How cache affects multithreaded applications

    The theoretical component.

    It so happened, the bottleneck in many computers is the RAM - processor interface. This is due to the significant time it takes to form a request to memory and the fact that the memory frequency is lower than the processor frequency. In the general case, while the data is being received from memory, program execution is stopped. To improve the situation, a specialized high-speed memory is used - the cache.

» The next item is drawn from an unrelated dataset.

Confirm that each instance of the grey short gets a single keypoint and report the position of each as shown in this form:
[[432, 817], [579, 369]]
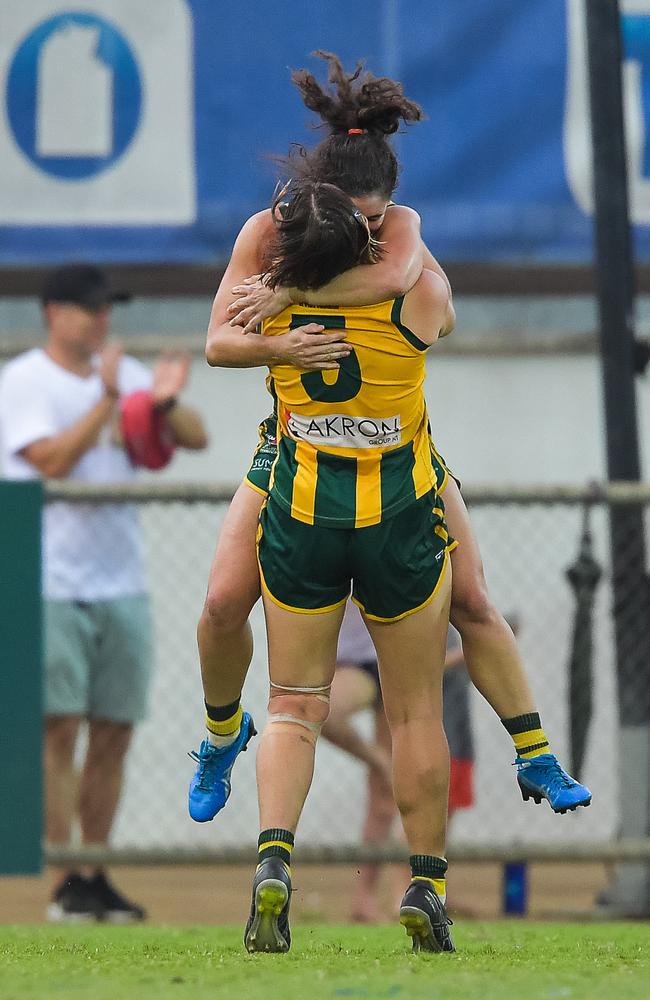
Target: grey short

    If there is a cache, if the processor needs to access a specific byte in the RAM, then the memory area containing this byte (the size of the area depends on the processor) is selected in the cache, and then the processor reads the data from the cache. If the processor writes data to memory, then it first goes to the cache, and then to RAM.

    In multi-core and multiprocessor systems, each core or processor has its own personal cache. If the data in the cache is modified by one processor, the changes must be synchronized with other processors that use the overlapping address space.
    If changes occur frequently and data areas overlap, performance will decline.

    I have a question how much things can be bad. In addition, it was interesting to see how the length of the data affects.


    Experiment.
    For verification, 2 multithreaded C ++ programs were written for two cases of intersection of workspaces:

    • The areas do not overlap and are on the stack of each thread;
    • The workspace for threads is common, it is an array of 1, 4 and 8 byte words, with a total length of 1024 bytes, each of the threads modifies its words (for example, only even or only odd).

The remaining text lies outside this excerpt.